Our implementation went through several distinct development phases. After evaluating various computer vision libraries, we chose MediaPipe for its robust hand detection capabilities, which provided pre-built functionalities for identifying and tracking hands, including detailed finger position data essential for our gesture recognition system. Rather than using pre-trained models limited to standard gestures, we implemented a system that allowed us to create and train recognition for custom gestures, involving capturing images of our gestures in real-time and using them to build a custom dataset for machine learning-based recognition.
We mapped specific gestures to robot behaviors, initially using random gesture assignments before transitioning to a more intuitive number-based system for better usability.

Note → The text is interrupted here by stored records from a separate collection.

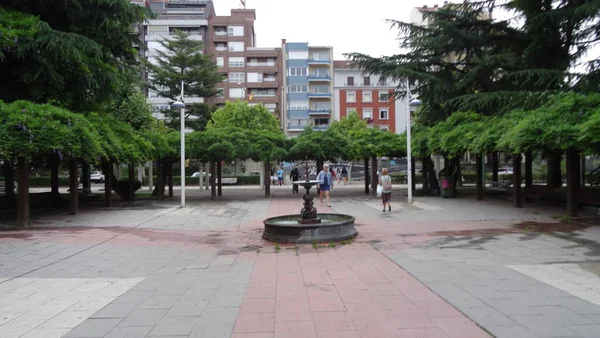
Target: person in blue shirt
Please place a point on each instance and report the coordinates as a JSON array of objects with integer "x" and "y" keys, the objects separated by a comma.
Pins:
[
  {"x": 326, "y": 183},
  {"x": 280, "y": 176}
]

The gesture control system evolved from basic commands to more sophisticated interactions, with movement control using the robot's odometry to create consistent patterns rather than time-based commands, leveraging the robot's positioning system to achieve precise movements and turns for driving in various shapes.
The number gesture system used intuitive commands where each number triggered a specific robot behavior: Number 1 (pointer finger) for forward movement, Number 2 (peace sign) for turn right, Number 3 (three fingers) for turn left, Number 4 (four fingers) for stop, Number 0 (fist) for continuous spinning, open hand for drawing a square, triangle gesture for drawing a triangle, and thumb and index finger pinch for speed control with distance proportional to speed. We also began work on an advanced path drawing feature that would allow users to "draw" paths in the air for the robot to follow, involving tracking finger movement, recognizing the intended shape, and converting it to precise robot navigation commands.